What does "SurfaceView" represent in systrace result? - android

When investigating an game play stuttering issue, I found that bewteen eglSwapBuffer() from the game and postFramebuffer() in surfaceflinger, there is always a delay in "SurfaceView" lasts from 0.5ms to 10ms which seems pretty random and irrelevant to CPU load. What does this really represents? Does it has anything to do with VSYNC point of display?
http://i.stack.imgur.com/n8MvG.png

That row represents a BufferQueue. The height of the element (0 or 1 in the visible portion of your trace) indicates how many buffers are present in the queue.
In this case, it's the queue of graphics buffers that are being presented on your SurfaceView Surface. When your app calls eglSwapBuffers(), it submits a buffer to the queue. When SurfaceFlinger wakes up on a VSYNC signal, it latches a buffer from the queue if one is available, and composites it for the next refresh.
Update: BufferQueues and their uses are described in some detail here. Appendix C mentions their appearance in systrace.

Related

Double buffering slows frame rendering | systrace analysis

Im working at a simple 2D Game with Custom View canvas drawing (postInvalidate()) and HardwareAcceleration. After weeks of performance analysis i decided to sync my update and drawing operations with the VSYNC pulse over the Interface Choreographer.FrameCallback. Im thinking thats the right way to get smooth movements.
However im still experiencing choppy movements. I analyzed it with systrace and noticed that is has something to do with my BufferQueue. As soon as double buffering sets in, the frame time exceeds the 16ms. I made a screenshot of my trace with some explanations:
The whole draw operation waits for the buffer release of the SurfaceFlinger (consumer) to dequeue its own new empty Buffer.
Can you tell me if this is a regular behavior or what could be the reason for this?
On your graph, you have a note, "SurfaceFlinger misses VSYNC".
However, if you look at the BufferQueue row, you can see that the buffer arrived after the VSYNC deadline. SurfaceFlinger woke up, but there was nothing to do.
Your app then provided an additional buffer, which meant you had two buffers pending. Since you continued to provide a buffer on every VSYNC, the queue never got back down to zero buffers. With the queue stuffed full, every attempt to add additional buffers results in blocking.
FWIW, your BufferQueue is triple-buffered: two are in the queue, one is on the display.
There are a few things you can do:
Have the app drop frames if you've missed the deadline.
Specify a presentation time for the frames so SurfaceFlinger will drop them if the time is passed.
Deliberately drop a frame every once in a while to let the queue empty. (Not the preferred approach.)
#2 only works with GLES on a SurfaceView, so we can ignore that one.
#1 might work for you; you can see an example in Grafika. It essentially says, "if the next VSYNC is firing in less than 2ms, or has already fired, don't bother rendering the current frame." The View/invalidate approach doesn't give you the same fine-grained control that GLES does though, so I'm not sure how well that will work.
The key to smooth animation on a busy device isn't hitting every frame at 60fps. The key is to make your updates based on delta time, so things look smooth even if you drop a frame or two.
For additional details on the graphics architecture, see this doc.
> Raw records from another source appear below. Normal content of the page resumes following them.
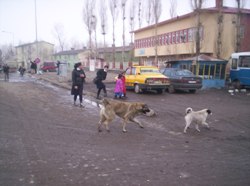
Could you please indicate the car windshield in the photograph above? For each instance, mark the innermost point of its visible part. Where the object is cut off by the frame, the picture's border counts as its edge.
(184, 73)
(149, 70)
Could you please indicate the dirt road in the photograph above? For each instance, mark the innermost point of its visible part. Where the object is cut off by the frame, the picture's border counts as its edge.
(45, 140)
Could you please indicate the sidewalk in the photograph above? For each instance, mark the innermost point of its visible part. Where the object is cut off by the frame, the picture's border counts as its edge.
(65, 82)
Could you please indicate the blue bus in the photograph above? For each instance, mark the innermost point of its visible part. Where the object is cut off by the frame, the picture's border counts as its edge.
(240, 69)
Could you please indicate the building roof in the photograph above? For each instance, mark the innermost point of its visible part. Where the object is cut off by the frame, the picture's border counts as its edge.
(27, 44)
(226, 10)
(117, 49)
(69, 52)
(201, 57)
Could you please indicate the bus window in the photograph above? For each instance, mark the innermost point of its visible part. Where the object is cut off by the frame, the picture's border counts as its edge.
(234, 63)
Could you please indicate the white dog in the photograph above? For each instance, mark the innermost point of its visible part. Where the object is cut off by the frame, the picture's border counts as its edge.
(198, 117)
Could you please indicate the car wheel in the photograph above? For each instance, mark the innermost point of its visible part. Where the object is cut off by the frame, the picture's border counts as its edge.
(192, 91)
(171, 89)
(137, 89)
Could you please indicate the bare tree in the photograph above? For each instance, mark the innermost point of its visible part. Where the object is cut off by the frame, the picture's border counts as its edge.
(149, 12)
(240, 5)
(172, 9)
(197, 6)
(114, 14)
(157, 8)
(123, 3)
(220, 30)
(104, 26)
(88, 12)
(6, 53)
(59, 34)
(140, 13)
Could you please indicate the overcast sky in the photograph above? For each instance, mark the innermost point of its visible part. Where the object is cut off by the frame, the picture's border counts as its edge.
(17, 20)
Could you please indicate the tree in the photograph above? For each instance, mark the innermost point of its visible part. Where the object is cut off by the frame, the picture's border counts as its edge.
(197, 6)
(240, 5)
(88, 13)
(172, 9)
(156, 5)
(59, 34)
(123, 3)
(132, 19)
(140, 13)
(149, 11)
(104, 26)
(114, 14)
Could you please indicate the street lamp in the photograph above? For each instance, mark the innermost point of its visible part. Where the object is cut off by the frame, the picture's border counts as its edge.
(11, 34)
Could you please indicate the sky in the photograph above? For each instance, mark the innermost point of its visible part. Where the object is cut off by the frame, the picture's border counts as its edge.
(17, 20)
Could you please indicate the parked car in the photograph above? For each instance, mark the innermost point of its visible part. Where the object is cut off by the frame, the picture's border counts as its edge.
(49, 67)
(142, 78)
(182, 79)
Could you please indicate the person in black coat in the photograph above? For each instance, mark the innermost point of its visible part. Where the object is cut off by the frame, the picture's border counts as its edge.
(78, 78)
(6, 69)
(100, 76)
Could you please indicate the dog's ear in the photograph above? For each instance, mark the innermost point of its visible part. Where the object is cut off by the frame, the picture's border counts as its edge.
(105, 102)
(209, 111)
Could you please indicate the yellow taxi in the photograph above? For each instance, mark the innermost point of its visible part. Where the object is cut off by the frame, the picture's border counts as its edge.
(142, 78)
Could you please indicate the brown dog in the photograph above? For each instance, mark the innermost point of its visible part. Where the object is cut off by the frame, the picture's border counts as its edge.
(125, 110)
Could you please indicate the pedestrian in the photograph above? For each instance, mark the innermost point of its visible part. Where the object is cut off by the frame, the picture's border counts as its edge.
(6, 69)
(21, 70)
(35, 67)
(78, 79)
(119, 87)
(100, 76)
(32, 66)
(58, 67)
(123, 78)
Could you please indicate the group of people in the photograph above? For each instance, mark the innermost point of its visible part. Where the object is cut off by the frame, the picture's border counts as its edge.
(33, 67)
(6, 70)
(78, 79)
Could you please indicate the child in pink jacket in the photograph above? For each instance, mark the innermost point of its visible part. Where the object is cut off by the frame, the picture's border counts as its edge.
(119, 87)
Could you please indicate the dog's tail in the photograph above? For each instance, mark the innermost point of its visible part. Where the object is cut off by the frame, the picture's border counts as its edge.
(188, 110)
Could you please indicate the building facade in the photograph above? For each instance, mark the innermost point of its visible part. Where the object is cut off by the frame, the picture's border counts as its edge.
(222, 31)
(70, 57)
(31, 51)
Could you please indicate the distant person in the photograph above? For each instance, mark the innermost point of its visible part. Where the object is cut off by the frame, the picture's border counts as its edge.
(78, 78)
(33, 67)
(119, 87)
(100, 76)
(58, 67)
(21, 70)
(6, 70)
(124, 83)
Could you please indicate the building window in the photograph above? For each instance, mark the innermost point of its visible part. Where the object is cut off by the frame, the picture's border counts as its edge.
(177, 37)
(181, 36)
(242, 31)
(190, 34)
(185, 36)
(170, 38)
(173, 38)
(167, 40)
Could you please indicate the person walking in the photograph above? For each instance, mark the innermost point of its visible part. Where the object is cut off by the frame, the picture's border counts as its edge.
(6, 69)
(78, 78)
(119, 87)
(123, 78)
(21, 70)
(100, 76)
(58, 67)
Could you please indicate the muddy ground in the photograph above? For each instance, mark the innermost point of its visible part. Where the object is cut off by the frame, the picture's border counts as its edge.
(45, 140)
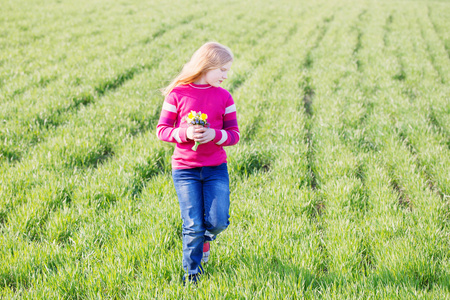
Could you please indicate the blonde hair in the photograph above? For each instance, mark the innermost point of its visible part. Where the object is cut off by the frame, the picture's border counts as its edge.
(208, 57)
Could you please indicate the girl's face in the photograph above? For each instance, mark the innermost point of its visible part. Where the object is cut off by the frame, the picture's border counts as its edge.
(215, 77)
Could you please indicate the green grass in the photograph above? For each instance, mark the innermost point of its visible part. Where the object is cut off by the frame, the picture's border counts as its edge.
(340, 183)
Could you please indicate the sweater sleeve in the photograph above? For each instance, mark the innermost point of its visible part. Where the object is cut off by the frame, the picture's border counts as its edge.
(166, 130)
(229, 135)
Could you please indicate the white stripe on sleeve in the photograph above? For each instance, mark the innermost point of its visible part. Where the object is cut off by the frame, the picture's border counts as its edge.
(176, 135)
(169, 107)
(224, 137)
(230, 109)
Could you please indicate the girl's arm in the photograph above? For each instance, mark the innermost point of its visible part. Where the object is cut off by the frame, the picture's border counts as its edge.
(230, 134)
(166, 130)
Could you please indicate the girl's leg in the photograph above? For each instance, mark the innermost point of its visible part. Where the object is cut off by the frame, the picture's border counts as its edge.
(190, 197)
(216, 195)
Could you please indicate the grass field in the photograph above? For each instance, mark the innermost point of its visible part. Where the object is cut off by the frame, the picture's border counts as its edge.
(340, 183)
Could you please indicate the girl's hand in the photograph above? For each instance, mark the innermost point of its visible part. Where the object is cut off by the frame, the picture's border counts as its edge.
(190, 131)
(203, 135)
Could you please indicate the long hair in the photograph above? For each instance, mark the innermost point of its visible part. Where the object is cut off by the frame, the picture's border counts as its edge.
(208, 57)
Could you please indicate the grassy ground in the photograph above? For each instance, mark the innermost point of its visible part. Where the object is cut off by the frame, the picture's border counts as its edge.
(340, 184)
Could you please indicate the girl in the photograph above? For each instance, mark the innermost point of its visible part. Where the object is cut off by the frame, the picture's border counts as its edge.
(201, 176)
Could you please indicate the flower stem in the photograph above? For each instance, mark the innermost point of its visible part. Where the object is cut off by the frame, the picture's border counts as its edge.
(195, 146)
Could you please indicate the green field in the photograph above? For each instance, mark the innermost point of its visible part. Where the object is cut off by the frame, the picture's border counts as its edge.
(340, 183)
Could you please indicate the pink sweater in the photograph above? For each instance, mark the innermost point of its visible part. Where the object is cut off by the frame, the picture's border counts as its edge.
(218, 104)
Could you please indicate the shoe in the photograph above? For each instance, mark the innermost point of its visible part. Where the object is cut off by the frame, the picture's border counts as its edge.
(191, 278)
(205, 257)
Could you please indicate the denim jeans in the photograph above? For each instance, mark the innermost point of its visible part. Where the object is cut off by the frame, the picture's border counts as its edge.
(204, 198)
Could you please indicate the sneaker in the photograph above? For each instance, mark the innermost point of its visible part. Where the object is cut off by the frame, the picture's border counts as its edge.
(205, 257)
(191, 278)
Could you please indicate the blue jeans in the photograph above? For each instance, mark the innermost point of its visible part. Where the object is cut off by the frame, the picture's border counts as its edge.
(204, 198)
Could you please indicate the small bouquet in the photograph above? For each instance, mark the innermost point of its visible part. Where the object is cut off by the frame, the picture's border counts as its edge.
(197, 118)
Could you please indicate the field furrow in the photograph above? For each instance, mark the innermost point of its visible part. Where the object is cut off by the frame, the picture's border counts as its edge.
(339, 185)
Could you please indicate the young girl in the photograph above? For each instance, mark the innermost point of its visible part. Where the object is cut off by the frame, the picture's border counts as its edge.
(200, 176)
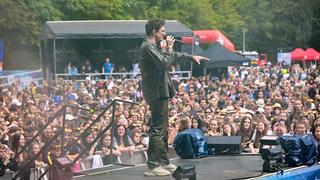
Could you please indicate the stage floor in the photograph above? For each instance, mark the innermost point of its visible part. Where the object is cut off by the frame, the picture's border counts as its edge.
(213, 168)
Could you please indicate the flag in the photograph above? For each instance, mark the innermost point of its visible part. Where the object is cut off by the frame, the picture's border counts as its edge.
(1, 54)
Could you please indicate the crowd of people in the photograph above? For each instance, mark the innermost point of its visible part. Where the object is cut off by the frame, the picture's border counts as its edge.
(250, 102)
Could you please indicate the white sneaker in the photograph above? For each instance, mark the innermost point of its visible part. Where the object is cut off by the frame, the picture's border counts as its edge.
(170, 167)
(157, 171)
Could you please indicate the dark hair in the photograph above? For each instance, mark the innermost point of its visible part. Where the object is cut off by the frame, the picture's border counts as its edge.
(154, 24)
(126, 137)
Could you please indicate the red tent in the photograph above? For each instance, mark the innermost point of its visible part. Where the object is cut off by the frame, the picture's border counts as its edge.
(210, 37)
(312, 54)
(298, 54)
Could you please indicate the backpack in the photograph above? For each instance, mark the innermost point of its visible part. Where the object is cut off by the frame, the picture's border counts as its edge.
(190, 143)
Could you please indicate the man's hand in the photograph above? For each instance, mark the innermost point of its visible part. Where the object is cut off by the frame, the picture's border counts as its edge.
(199, 58)
(170, 41)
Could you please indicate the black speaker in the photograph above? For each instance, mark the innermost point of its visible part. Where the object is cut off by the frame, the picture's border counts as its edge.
(223, 144)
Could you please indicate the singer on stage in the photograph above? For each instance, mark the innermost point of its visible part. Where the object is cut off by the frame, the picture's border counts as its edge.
(157, 86)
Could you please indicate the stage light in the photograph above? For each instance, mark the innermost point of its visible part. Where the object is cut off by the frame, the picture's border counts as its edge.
(271, 153)
(186, 171)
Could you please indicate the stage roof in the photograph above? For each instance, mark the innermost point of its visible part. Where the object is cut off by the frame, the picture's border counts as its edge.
(108, 29)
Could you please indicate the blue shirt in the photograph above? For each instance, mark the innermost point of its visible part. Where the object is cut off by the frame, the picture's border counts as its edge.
(107, 67)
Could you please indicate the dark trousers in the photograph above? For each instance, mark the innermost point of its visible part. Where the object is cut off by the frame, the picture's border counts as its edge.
(158, 134)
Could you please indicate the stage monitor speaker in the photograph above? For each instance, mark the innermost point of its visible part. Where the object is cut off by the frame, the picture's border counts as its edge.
(223, 145)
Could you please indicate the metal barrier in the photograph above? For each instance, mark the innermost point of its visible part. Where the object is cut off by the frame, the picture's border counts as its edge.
(178, 75)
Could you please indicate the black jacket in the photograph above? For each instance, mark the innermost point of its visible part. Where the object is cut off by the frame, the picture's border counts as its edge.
(155, 65)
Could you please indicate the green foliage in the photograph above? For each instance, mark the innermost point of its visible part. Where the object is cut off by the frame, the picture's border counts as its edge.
(269, 25)
(17, 23)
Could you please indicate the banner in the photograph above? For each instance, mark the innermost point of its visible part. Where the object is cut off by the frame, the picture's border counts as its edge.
(1, 54)
(284, 58)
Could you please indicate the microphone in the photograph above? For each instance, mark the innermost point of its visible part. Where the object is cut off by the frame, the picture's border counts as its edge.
(165, 37)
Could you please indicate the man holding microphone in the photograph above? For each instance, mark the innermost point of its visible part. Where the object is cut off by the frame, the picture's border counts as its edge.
(157, 88)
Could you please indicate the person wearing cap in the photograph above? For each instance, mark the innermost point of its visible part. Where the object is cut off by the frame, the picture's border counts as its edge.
(276, 109)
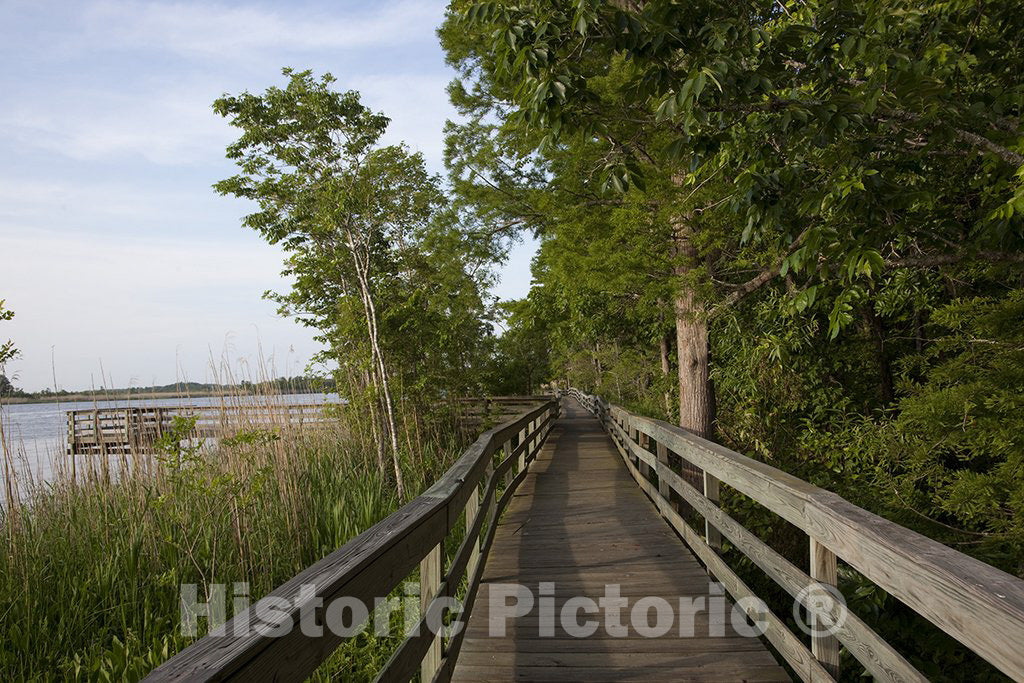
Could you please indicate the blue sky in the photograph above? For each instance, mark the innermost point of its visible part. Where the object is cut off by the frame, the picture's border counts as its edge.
(123, 266)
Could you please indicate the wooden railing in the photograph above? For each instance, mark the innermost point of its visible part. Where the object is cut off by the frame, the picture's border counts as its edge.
(470, 497)
(977, 604)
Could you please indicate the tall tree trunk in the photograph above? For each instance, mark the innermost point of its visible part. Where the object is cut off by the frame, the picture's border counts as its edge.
(695, 404)
(370, 309)
(664, 343)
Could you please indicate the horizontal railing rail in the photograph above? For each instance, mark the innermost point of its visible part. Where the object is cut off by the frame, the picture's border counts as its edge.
(979, 605)
(470, 497)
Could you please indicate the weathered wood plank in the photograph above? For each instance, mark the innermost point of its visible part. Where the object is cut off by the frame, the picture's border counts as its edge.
(977, 604)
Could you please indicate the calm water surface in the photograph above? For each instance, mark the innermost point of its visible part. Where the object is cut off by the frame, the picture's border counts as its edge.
(37, 432)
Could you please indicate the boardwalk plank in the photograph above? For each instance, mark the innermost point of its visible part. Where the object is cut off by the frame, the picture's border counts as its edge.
(580, 521)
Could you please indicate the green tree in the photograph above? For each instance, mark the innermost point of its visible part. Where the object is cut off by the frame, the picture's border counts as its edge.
(350, 213)
(823, 144)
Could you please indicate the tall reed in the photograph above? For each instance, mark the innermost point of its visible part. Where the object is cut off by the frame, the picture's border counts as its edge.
(90, 577)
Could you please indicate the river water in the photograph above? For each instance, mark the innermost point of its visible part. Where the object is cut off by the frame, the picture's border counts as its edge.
(36, 433)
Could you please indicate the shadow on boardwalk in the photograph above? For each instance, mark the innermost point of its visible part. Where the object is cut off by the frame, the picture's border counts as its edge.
(580, 522)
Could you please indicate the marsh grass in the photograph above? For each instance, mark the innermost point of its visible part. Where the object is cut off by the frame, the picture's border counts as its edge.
(92, 563)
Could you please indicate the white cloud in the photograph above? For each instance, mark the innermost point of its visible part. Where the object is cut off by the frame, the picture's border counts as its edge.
(417, 104)
(136, 304)
(165, 124)
(237, 32)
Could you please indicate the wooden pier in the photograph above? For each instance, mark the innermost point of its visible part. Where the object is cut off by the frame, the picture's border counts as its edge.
(134, 430)
(574, 495)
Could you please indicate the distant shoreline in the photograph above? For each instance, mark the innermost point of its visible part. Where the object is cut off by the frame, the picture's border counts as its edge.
(134, 395)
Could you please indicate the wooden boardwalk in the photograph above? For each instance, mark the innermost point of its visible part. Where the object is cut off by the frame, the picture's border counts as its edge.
(580, 521)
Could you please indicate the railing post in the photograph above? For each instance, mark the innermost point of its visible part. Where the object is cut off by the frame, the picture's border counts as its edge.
(524, 438)
(472, 510)
(643, 440)
(823, 569)
(430, 583)
(711, 491)
(664, 489)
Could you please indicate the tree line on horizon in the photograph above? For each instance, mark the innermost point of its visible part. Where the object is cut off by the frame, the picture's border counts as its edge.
(794, 227)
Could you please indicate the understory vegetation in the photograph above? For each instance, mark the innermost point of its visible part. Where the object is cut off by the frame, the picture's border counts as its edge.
(794, 227)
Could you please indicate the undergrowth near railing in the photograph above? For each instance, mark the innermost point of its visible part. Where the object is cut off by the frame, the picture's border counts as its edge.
(91, 569)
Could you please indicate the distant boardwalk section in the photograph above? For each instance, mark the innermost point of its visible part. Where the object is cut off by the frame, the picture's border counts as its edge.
(136, 429)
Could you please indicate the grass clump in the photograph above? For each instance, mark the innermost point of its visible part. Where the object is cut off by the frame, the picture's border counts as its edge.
(91, 569)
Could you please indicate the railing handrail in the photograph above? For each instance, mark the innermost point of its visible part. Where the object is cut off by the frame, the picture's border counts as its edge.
(976, 603)
(375, 562)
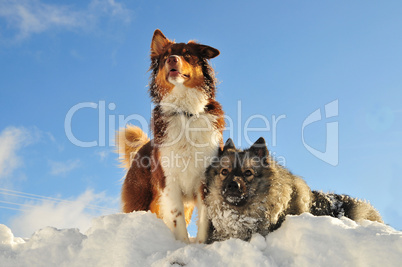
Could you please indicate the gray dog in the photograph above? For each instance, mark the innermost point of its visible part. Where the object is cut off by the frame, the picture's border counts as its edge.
(248, 192)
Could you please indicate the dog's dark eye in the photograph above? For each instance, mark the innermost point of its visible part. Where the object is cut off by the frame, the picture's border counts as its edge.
(248, 173)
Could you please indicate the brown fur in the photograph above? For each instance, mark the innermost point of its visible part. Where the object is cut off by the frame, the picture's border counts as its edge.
(145, 186)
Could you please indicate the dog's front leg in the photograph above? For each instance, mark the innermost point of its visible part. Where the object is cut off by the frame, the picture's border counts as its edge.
(203, 223)
(173, 212)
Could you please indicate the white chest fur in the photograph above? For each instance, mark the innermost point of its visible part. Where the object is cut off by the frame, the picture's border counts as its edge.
(190, 142)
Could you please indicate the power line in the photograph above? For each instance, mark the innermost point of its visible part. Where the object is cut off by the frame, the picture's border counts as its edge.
(2, 207)
(20, 194)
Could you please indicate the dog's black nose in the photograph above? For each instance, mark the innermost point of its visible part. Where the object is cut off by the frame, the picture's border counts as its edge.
(173, 59)
(233, 186)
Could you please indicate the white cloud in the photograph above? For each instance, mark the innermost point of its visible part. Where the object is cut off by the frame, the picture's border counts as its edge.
(11, 140)
(63, 167)
(76, 213)
(30, 17)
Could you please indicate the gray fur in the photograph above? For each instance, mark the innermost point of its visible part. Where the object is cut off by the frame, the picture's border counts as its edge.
(240, 205)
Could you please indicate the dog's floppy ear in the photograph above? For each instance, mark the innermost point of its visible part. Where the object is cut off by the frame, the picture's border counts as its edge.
(208, 52)
(259, 148)
(158, 44)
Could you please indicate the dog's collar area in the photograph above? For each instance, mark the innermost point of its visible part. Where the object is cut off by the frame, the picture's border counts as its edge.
(185, 113)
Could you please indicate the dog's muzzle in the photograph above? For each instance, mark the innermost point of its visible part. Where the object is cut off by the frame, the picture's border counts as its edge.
(235, 192)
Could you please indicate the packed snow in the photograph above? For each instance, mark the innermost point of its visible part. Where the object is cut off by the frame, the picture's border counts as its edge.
(140, 239)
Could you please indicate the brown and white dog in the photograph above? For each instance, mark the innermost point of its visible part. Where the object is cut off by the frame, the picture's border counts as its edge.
(166, 175)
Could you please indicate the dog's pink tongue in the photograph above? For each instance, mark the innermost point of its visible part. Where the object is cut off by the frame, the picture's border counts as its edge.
(174, 73)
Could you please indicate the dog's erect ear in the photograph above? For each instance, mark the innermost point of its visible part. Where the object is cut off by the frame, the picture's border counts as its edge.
(158, 44)
(208, 52)
(259, 148)
(228, 145)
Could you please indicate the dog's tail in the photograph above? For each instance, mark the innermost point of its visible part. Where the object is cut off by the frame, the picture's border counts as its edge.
(129, 140)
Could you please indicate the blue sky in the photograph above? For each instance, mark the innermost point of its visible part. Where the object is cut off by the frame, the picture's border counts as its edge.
(84, 64)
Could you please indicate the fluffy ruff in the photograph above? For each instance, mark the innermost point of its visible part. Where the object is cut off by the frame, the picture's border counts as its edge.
(248, 192)
(166, 175)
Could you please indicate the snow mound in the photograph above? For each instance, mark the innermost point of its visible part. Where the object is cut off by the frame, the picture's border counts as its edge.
(140, 239)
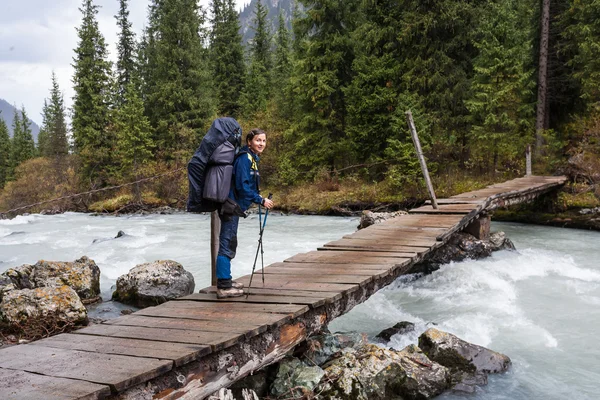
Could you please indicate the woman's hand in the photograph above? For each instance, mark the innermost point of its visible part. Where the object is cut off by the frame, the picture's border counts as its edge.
(268, 203)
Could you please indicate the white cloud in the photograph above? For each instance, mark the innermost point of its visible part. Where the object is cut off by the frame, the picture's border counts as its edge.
(38, 37)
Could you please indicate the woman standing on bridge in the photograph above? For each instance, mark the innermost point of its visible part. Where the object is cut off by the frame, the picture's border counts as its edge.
(244, 191)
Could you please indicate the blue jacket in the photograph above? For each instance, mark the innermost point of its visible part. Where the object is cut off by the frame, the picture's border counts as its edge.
(245, 179)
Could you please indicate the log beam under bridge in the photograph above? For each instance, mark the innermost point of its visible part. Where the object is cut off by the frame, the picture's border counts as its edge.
(193, 346)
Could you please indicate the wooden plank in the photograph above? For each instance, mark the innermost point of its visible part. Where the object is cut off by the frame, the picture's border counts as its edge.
(301, 268)
(382, 250)
(274, 320)
(217, 340)
(19, 385)
(287, 309)
(118, 372)
(343, 257)
(391, 242)
(177, 352)
(313, 302)
(248, 329)
(308, 286)
(329, 296)
(285, 277)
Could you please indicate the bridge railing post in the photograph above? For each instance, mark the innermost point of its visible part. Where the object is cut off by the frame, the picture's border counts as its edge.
(415, 137)
(528, 160)
(215, 229)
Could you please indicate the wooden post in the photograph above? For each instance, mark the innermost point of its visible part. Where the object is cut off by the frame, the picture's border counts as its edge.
(528, 160)
(215, 229)
(413, 133)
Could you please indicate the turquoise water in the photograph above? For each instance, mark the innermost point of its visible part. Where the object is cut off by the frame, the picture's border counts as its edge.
(539, 305)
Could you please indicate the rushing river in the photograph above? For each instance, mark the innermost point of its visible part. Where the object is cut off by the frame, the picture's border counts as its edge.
(540, 305)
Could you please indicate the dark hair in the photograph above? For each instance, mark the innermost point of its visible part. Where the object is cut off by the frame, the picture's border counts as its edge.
(253, 133)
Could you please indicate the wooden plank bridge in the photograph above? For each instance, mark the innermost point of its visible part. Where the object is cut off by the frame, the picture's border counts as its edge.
(195, 345)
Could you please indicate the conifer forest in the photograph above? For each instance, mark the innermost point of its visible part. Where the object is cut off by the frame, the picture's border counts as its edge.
(330, 84)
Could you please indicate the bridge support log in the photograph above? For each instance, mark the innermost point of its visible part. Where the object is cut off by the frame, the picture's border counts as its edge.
(480, 227)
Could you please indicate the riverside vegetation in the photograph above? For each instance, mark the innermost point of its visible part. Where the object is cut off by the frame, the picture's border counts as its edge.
(331, 92)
SurfaceView refresh rate implementation

I'm constantly updating a SurfaceView in a dedicated thread with a tight loop that starts with lockCanvas and ends with unlockCanvasAndPost.
No matter how simple is the drawing, I do not get more than 60FPS, which makes sense as that is the refresh rate for the display.
My question is: how is this maximum rate enforced?
I would expect lockCanvas to be the blocking method (i.e., the method that inserts the appropriate delay), but profiling seems to show that both lockCanvas and unlockCanvasAndPost contribute to the delay that bounds the rate.
lockCanvas() acquires a buffer to draw in, unlockCanvas() submits the buffer to the system compositor. If there are no free buffers, lockCanvas() will block until one is available. unlockCanvas() could stall if SurfaceFlinger doesn't process the IPC message right away, but generally the unlock should return quickly.
If you want to understand how the graphics system works, see the graphics architecture doc. Of particular interest will be the section on game loops; what you're doing is "queue stuffing", which is easy to do but has slightly worse latency characteristics than a Choreographer-based approach.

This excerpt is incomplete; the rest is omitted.